投資にあてた合計である1000万円は、最終的に1432万円とおよそ1.4倍に増えたことになります。ただ、損をしている期間がのべ10年以上あるとなると、分散投資の効果があるとはいえないでしょう。
「世界全体」に分散投資をすると…
それでは、同じく1992年からの25年間、世界経済全体に対して分散投資をするとどうなったでしょうか。下のグラフは、そのシミュレーション結果です。

この25年間にはリーマンショックをはじめ、大きな金融危機が5回ほどありましたが、それらを乗り越えてリターンを出していることがわかります。投資にあてた総額である10万ドルは、最終的に24.2万ドルとおよそ2.4倍になっています。一時的に資産の評価額を大きく減らしている時期もありますが、時間がたつにつれ回復しているのがわかります。
世界中の資産に自動で分散投資をするロボアドバイザー「WealthNavi(ウェルスナビ)」は、ユーザーがどれだけリスクを取れるかに応じて資産を組み合わせ、50カ国1万1000銘柄に分散投資をしています。資産のバランスが崩れると自動で組み直しをする「リバランス」の機能もあり、ユーザーにとっていちばんいい配分で分散投資ができるようにしています。
資産運用に“絶対”はない
一般の方が資産形成をするときには、分散投資をおすすめします。ただ、分散投資をしたからといって絶対に損をしないということではありません。

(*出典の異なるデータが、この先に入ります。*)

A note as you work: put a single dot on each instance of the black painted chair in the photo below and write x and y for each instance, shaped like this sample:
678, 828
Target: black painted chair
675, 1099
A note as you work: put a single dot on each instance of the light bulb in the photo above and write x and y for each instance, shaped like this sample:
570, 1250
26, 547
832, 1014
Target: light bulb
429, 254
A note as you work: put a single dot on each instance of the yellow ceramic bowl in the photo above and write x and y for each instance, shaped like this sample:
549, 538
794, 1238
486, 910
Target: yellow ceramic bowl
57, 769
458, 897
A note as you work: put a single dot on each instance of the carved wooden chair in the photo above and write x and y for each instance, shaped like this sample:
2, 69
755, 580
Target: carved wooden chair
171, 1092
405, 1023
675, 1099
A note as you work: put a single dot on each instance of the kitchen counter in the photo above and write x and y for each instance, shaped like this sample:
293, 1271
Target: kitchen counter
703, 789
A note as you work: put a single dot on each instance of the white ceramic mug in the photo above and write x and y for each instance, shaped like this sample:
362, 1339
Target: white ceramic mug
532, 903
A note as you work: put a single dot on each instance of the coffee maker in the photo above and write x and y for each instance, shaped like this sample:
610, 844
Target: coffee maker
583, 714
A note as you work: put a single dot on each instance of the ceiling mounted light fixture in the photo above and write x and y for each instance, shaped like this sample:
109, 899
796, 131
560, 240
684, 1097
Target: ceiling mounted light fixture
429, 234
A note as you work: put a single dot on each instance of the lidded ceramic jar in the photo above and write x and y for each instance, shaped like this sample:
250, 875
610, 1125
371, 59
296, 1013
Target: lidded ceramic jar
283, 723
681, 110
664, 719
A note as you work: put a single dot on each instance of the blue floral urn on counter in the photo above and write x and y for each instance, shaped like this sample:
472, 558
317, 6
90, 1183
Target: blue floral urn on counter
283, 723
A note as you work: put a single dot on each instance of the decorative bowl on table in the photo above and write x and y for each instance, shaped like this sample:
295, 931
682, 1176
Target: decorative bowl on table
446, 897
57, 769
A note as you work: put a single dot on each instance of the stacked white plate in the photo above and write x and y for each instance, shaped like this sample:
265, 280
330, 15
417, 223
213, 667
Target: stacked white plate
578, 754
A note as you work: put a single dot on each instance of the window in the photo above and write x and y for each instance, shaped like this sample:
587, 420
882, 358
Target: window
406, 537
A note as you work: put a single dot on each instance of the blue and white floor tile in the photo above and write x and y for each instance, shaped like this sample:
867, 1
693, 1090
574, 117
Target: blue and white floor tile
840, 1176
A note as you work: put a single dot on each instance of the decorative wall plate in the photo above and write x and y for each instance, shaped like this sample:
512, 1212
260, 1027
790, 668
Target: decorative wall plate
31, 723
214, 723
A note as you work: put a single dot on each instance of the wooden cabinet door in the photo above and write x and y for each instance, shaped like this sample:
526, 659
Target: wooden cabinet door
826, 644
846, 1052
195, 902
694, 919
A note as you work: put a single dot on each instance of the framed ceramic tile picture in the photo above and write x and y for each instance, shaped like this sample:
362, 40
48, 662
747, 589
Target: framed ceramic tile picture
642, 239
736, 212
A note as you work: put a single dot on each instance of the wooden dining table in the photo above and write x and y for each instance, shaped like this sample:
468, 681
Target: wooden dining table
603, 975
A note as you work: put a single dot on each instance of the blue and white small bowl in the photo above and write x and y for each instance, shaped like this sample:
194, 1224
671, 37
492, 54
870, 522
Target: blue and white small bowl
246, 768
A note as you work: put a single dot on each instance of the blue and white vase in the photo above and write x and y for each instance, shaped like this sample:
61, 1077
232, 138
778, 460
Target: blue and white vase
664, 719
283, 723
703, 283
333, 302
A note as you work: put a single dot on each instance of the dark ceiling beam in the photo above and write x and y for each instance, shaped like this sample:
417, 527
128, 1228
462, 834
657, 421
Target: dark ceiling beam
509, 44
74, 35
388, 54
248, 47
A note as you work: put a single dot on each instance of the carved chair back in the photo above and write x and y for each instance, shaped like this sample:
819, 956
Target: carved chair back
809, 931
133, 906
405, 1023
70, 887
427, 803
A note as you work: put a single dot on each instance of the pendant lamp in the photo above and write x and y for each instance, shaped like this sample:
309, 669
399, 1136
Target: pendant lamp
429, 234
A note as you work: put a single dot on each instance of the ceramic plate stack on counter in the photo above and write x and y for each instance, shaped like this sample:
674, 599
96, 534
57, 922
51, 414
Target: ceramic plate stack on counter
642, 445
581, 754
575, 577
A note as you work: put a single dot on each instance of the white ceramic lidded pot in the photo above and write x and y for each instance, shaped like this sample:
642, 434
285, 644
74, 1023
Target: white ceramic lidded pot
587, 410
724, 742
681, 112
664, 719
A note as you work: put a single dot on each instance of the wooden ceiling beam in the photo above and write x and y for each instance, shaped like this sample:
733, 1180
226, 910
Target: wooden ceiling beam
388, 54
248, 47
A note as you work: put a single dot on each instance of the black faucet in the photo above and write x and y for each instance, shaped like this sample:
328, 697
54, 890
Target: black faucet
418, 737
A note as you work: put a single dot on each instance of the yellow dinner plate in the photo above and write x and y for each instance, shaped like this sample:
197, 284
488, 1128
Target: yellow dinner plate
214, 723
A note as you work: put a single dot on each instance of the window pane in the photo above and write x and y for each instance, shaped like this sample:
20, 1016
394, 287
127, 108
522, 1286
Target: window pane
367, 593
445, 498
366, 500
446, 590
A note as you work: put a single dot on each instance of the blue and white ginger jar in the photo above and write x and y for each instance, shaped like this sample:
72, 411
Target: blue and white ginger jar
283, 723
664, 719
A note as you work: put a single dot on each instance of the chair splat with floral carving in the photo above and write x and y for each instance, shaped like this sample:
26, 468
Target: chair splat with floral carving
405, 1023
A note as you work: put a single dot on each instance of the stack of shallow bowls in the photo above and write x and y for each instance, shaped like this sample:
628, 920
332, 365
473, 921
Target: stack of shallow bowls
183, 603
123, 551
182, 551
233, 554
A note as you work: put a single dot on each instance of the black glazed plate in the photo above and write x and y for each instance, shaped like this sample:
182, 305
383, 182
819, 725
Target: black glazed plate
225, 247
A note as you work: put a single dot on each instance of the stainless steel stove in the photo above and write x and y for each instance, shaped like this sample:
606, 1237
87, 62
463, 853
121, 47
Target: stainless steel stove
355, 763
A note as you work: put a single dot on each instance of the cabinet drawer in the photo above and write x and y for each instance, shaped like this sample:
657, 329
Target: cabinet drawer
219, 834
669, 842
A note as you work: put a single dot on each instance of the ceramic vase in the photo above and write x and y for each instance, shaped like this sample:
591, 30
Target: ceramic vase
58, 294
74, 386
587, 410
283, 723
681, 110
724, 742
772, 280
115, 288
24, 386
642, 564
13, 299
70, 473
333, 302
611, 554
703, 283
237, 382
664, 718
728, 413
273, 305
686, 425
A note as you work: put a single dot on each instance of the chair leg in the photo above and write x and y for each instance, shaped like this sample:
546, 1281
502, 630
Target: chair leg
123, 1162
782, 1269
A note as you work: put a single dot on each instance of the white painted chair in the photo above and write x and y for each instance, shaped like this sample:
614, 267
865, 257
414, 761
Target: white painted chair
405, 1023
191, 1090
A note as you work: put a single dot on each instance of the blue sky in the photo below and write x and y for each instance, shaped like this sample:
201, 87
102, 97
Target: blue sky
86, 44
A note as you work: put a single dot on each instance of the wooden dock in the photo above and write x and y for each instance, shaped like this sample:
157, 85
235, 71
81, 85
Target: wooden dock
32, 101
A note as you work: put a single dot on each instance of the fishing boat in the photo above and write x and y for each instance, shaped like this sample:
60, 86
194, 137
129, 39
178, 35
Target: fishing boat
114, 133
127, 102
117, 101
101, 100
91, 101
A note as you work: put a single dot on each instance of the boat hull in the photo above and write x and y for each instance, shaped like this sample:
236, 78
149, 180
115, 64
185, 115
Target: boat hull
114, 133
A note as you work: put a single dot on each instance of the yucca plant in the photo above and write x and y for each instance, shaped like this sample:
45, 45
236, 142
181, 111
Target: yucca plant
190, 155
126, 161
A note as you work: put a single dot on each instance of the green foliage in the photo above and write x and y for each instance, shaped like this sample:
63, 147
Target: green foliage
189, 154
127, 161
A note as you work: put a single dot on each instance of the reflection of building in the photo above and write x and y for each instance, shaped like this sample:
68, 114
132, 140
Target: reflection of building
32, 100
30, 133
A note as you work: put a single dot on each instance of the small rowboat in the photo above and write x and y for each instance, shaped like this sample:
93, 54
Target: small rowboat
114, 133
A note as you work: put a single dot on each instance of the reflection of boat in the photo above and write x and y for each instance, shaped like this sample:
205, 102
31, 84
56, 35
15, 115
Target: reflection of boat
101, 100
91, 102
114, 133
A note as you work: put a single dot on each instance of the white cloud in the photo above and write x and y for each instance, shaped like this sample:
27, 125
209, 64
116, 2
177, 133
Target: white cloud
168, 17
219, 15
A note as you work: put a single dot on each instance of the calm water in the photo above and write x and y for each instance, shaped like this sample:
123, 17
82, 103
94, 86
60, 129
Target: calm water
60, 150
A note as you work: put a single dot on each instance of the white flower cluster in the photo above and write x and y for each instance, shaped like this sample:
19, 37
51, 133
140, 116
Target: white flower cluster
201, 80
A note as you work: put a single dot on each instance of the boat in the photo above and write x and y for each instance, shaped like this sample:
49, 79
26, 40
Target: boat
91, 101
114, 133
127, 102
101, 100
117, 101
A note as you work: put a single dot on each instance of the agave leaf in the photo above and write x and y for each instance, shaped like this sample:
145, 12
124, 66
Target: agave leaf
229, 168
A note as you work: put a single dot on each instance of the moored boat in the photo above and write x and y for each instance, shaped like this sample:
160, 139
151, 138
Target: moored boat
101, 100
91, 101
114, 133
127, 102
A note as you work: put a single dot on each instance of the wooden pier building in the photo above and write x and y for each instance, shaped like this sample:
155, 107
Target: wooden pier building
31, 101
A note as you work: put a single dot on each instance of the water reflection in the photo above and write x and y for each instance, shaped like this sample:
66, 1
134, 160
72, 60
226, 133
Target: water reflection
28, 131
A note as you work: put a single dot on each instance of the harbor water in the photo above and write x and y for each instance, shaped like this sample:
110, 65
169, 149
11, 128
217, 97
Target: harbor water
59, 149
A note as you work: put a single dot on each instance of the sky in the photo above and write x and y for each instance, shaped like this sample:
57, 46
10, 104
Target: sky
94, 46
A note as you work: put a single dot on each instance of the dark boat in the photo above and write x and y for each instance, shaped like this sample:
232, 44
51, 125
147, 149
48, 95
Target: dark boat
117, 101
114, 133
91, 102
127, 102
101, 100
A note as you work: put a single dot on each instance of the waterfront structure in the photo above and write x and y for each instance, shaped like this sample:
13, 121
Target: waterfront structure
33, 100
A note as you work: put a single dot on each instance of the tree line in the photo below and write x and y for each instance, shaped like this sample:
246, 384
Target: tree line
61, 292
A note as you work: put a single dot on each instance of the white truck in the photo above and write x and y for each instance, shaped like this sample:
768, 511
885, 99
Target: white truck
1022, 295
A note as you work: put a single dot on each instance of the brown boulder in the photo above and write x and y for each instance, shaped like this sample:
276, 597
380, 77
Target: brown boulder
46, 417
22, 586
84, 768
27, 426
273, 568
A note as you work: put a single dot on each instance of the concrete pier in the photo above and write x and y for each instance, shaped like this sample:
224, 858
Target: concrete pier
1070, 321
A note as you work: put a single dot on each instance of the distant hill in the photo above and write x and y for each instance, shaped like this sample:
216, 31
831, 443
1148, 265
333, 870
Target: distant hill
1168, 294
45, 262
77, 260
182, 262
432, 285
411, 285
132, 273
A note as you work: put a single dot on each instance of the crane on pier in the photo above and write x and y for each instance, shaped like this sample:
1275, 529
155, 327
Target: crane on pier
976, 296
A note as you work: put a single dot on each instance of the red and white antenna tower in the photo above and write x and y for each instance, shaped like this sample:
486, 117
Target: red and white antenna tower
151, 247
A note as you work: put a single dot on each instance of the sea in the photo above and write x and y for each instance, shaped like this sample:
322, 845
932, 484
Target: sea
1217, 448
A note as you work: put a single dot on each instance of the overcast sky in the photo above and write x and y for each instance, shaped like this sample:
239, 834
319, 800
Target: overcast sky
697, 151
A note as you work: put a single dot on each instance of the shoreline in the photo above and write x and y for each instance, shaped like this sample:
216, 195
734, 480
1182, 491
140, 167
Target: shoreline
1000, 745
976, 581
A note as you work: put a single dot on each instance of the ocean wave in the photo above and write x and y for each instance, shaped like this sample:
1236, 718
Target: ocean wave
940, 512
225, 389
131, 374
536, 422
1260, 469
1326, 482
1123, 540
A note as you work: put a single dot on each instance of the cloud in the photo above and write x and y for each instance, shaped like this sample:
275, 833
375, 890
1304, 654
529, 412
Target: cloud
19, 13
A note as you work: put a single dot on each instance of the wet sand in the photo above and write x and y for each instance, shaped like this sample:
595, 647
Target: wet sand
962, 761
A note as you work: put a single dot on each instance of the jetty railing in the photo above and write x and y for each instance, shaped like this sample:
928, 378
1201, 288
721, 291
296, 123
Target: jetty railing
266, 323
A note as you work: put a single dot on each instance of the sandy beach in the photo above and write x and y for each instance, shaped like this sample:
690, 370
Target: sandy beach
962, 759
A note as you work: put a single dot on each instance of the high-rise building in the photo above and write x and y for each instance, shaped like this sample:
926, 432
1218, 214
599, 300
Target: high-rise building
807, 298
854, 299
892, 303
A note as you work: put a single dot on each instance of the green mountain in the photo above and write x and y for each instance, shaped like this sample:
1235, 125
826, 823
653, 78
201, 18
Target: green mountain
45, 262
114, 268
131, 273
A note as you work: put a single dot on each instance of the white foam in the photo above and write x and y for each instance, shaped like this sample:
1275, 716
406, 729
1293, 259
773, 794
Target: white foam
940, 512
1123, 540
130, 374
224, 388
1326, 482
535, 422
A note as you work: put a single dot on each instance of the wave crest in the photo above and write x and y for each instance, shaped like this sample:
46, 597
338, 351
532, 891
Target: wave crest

金融危機がいつ起こるかは専門家でもわかりません。以前のコラム「ポートフォリオとは何ですか?」でお伝えしたように、バランスの取れた組み合わせで分散投資をしても、リーマンショックのような金融危機が起これば、一時的に資産は減ってしまいます。
分散投資をしておけば、損をする可能性をできるだけ減らしながら、長い目でリターンを最大化することができるのです。